Bundan on beş sene kadar evveldi. Yani 1968’lerde bir gün, öğretmen Sabahat Emgen Hanım’ın arkadaşı olan bir edebiyat hocası, talebelerinden bir defter getirmelerini istemiş, çocuklar da, iki gün içinde, hocalarının bu isteğini yerine getirmişler. Ancak bir Yahudi kızı devamlı olarak eli boş geliyor ve her seferinde de mazeret ileri sürerek, aklı sıra, hocayı idare ediyormuş. Fakat, hâli vakti yerinde olan kızın, her gün bir çeşit uydurma laflar ile geçiştirmesi, öğretmeni iyice tedirgin ettiğinden, nihâyet bir gün: ‘’Ya sınıfa defterle gelirsin, yâhut hiç gelemezsin!’’ demeye mecbur etmiş.
Ancak, günler boyu türlü türlü yalanlarla kızın âsâbı yorulmuş olmalı ki, öğretmenin tehdîdi karşısında sıraya kapanıp ağlarken: ‘’Ne yapayım, Moiz’in dükkânı on gündür kapalı…’’ deyivermiş.
Kızın bu îtirâfı, hocayı dehşetle karışık hayrete düşürmüş.
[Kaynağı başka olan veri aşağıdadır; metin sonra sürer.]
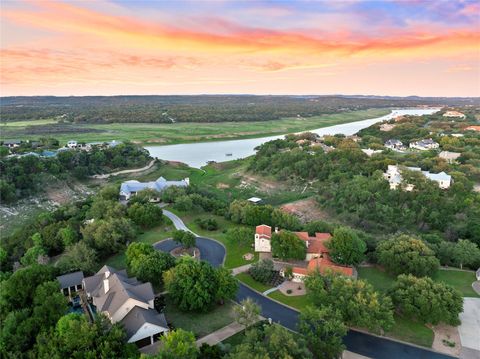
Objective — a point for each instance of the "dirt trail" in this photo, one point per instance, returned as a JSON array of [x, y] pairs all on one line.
[[135, 170]]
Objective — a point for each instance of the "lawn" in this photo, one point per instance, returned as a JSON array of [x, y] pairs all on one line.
[[235, 251], [200, 324], [248, 280], [150, 236], [460, 280], [411, 331], [190, 132], [298, 302]]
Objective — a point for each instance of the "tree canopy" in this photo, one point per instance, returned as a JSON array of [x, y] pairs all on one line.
[[407, 255]]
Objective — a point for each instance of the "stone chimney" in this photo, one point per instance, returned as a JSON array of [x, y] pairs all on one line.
[[106, 285]]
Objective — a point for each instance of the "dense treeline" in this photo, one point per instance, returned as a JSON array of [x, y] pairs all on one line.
[[162, 109], [351, 184], [21, 176]]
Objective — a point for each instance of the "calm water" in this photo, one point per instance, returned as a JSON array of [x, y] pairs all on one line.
[[199, 153]]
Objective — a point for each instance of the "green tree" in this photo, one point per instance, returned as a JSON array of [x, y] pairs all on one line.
[[192, 285], [108, 236], [262, 271], [241, 235], [18, 291], [407, 255], [426, 300], [323, 330], [287, 246], [145, 215], [346, 247], [75, 337], [357, 301], [271, 341], [78, 257], [227, 285], [178, 344], [186, 239], [466, 253], [150, 268], [247, 313], [69, 235], [32, 254]]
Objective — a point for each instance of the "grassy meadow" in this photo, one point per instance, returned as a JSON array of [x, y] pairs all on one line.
[[187, 132]]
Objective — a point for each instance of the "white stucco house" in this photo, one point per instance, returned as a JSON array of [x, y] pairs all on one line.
[[126, 301], [450, 157], [131, 188]]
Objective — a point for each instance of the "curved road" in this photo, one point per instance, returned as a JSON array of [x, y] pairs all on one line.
[[357, 342]]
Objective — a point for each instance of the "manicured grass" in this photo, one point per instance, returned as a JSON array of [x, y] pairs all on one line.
[[200, 324], [298, 302], [193, 132], [460, 280], [248, 280], [235, 251], [411, 331], [150, 236]]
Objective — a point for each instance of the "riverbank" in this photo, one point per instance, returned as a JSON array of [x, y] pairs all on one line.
[[168, 134]]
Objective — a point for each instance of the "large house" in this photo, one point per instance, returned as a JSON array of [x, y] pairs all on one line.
[[394, 176], [126, 301], [453, 114], [131, 188], [424, 145], [394, 144], [450, 157], [316, 259]]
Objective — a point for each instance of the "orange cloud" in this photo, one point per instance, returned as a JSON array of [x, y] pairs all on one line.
[[132, 33]]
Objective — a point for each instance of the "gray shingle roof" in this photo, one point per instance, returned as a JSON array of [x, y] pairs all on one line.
[[70, 279], [137, 317]]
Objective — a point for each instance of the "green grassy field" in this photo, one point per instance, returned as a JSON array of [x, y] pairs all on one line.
[[298, 302], [460, 280], [200, 324], [235, 251], [248, 280], [190, 132], [150, 236]]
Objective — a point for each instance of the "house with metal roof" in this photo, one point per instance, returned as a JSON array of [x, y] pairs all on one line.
[[126, 301], [131, 188]]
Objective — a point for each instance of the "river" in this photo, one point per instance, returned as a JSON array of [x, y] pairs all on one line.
[[198, 154]]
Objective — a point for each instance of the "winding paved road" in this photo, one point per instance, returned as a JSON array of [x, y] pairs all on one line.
[[357, 342]]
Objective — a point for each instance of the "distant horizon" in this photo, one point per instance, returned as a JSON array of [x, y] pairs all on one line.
[[187, 47], [253, 94]]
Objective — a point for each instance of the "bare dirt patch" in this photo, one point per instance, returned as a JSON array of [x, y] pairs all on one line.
[[306, 209], [261, 183], [446, 340]]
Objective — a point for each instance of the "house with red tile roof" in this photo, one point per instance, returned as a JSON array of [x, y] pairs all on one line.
[[263, 234], [317, 257]]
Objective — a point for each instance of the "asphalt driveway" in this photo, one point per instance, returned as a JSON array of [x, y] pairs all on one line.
[[357, 342]]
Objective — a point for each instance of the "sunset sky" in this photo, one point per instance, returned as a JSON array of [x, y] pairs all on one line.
[[408, 47]]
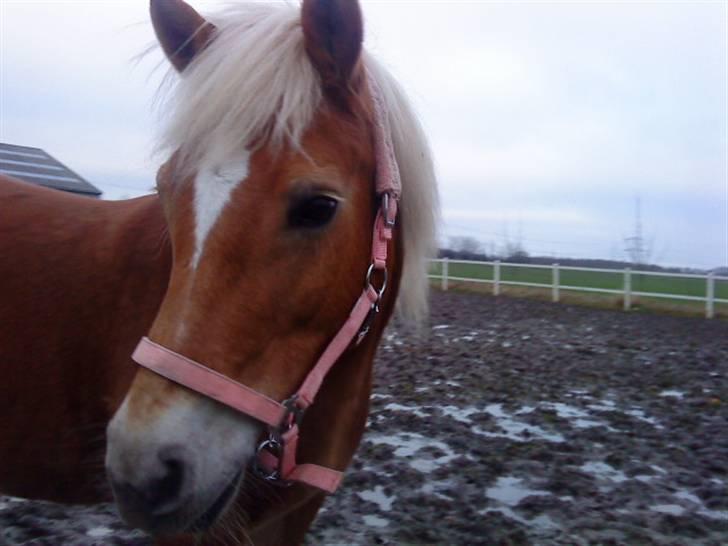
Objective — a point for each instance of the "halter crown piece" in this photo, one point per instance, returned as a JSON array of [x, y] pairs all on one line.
[[275, 459]]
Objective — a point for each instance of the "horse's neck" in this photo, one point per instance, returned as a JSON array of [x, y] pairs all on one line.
[[82, 283]]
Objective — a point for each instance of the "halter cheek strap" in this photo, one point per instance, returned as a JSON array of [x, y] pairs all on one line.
[[275, 459]]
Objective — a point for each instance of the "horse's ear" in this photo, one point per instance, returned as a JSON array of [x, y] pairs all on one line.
[[333, 32], [181, 31]]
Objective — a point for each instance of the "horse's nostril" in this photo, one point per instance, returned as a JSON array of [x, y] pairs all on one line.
[[163, 494]]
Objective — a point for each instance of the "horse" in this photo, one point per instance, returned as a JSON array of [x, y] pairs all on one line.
[[244, 271]]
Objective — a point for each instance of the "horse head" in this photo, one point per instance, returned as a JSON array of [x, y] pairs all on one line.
[[269, 196]]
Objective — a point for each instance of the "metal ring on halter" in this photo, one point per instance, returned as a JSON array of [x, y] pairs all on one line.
[[368, 282], [385, 210], [275, 447]]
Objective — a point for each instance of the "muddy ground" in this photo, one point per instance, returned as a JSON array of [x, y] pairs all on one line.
[[515, 422]]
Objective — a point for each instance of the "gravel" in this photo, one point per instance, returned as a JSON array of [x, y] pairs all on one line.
[[514, 422]]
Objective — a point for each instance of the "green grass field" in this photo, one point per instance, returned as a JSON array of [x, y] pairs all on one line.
[[587, 279]]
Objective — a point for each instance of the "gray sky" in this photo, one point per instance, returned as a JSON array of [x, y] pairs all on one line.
[[547, 119]]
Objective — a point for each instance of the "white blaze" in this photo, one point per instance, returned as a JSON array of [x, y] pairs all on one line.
[[213, 186]]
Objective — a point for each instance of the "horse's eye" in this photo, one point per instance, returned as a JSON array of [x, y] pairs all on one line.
[[312, 212]]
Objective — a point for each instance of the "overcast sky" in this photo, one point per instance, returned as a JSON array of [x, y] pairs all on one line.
[[547, 119]]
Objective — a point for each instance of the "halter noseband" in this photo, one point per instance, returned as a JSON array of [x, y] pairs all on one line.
[[275, 459]]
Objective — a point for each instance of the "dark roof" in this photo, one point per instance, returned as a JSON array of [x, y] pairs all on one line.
[[37, 167]]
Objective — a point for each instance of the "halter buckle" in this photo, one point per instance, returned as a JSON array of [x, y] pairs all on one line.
[[388, 221]]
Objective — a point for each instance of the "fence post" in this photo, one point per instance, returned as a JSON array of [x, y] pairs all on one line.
[[710, 296], [443, 280], [627, 288], [496, 278]]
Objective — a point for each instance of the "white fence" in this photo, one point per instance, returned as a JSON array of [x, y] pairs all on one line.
[[555, 285]]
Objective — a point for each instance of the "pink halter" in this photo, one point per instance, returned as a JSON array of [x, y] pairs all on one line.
[[276, 456]]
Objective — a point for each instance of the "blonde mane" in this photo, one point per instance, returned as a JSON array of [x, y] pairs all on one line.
[[255, 78]]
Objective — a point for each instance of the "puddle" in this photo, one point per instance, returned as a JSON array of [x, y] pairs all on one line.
[[378, 497], [99, 532], [672, 394], [415, 410], [508, 490], [603, 471], [514, 429], [409, 443], [375, 521]]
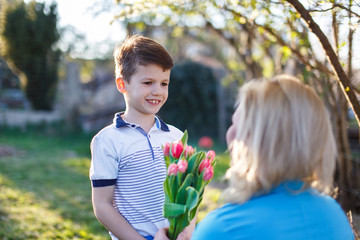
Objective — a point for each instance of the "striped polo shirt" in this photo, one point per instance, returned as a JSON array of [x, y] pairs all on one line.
[[124, 155]]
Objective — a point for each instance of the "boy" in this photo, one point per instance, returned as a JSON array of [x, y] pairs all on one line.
[[127, 167]]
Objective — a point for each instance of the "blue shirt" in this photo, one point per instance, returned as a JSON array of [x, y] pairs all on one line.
[[281, 214], [124, 155]]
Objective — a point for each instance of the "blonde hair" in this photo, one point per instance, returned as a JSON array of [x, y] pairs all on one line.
[[283, 133]]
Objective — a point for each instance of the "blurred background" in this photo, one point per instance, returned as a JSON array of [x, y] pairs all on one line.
[[57, 90]]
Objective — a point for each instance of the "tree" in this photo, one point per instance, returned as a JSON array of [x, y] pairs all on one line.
[[195, 99], [265, 37], [28, 34]]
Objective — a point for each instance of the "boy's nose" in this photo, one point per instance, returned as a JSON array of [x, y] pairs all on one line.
[[156, 90]]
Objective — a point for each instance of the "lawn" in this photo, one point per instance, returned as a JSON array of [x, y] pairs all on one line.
[[45, 189]]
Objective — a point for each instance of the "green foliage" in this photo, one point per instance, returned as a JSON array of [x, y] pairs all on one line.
[[192, 102], [28, 34], [45, 188]]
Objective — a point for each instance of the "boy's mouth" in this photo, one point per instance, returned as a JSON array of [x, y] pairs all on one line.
[[153, 101]]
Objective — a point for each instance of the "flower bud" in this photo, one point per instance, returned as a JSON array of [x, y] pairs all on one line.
[[206, 142], [208, 173], [210, 155], [204, 164], [189, 151], [172, 169], [166, 149], [176, 149], [182, 165]]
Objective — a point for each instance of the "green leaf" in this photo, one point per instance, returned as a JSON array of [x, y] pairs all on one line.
[[181, 195], [192, 198], [184, 138], [172, 210]]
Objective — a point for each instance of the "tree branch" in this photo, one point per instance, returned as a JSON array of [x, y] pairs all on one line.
[[342, 78]]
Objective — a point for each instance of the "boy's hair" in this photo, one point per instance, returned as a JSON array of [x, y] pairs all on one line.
[[283, 133], [139, 50]]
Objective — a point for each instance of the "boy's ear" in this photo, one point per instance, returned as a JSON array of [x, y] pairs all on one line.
[[120, 84]]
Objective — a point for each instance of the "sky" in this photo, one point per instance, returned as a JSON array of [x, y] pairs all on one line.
[[100, 36]]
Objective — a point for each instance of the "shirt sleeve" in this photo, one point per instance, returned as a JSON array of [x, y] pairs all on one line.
[[104, 162]]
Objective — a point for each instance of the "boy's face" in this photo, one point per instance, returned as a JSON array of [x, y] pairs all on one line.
[[147, 90]]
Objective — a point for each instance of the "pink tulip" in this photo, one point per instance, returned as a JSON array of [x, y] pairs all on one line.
[[210, 155], [172, 169], [208, 173], [204, 164], [182, 165], [166, 149], [189, 151], [206, 142], [176, 149]]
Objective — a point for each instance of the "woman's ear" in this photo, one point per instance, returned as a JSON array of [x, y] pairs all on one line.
[[120, 84]]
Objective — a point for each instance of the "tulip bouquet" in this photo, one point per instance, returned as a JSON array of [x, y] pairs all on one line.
[[188, 172]]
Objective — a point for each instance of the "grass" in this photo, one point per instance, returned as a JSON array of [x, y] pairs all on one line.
[[45, 188]]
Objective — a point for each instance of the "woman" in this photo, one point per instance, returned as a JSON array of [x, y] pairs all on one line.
[[283, 159]]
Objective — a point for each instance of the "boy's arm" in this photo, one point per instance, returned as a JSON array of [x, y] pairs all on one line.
[[102, 200]]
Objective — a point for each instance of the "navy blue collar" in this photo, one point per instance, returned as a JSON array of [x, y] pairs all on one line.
[[119, 122]]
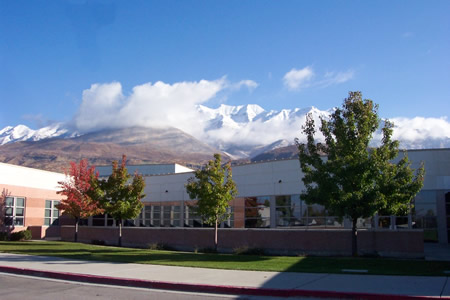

Demek ki bir Yahudi, aç ve çıplak dahi kalmış olsa, bir ırkdaş, bir Moiz bulamadı mı, en mübrem (vazgeçilmez) ihtiyaçlarından dahi vazgeçmeyi ve her kahra göğüs germeyi, îmânının îcâbı bilerek, çile ve meşakkatleri, ibâdet şevki ile karşılayabiliyor.